Here is a list of all commands coded for this Sample PowerShell Module
Get-NexosisAllDataSetData - Illustrates how to implement paging to download ALL data.
Invoke-NexosisGraphDataSetAndSession - An example interactive tool to choose DataSets
and retrieve associated Sessions and then build a
PNG chart of the results.
Invoke-NexosisMonitorSession - Shows how to monitor an active Nexosis API Session and wait
for it to complete.
Invoke-NexosisUploadAnalyticsCsv - Takes an csv file formatted specifically from Google Analytics
Export and transforms and uploads it to Nexosis API.
These are some private scripts in the PS Module that are used to provide some PowerShell command line interface:
Get-NexosisForecastDateRange - Illustrates how to calculate a forecast start and end date /
times using historical data.
Get-NexosisFormatDataForGraphing - Illustrates how to prepare Nexosis Data for graphing in a
custom .NET library.
Invoke-NexosisDataSetChooser - A simple command that allows you to interactively show and
choose a dataset.

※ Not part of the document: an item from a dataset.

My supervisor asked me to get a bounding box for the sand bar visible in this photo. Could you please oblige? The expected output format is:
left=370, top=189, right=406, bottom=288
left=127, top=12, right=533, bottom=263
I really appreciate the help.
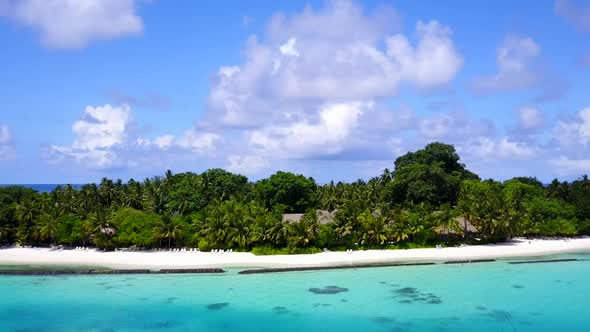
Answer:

Script returns DataSetData object.
Invoke-NexosisGraphDataSets - Sample showing how to use Microsoft Chart Controls for
Microsoft .NET Framework 3.5 to graph output.
Invoke-NexosisSessionChooser - A simple command that allows you to interactively show and
choose a Session. Script returns SessionResult object.
Invoke-SaveDialog - A simple command that creates a Save Dialog box to allow
saving of an Image file generated by the graphing library.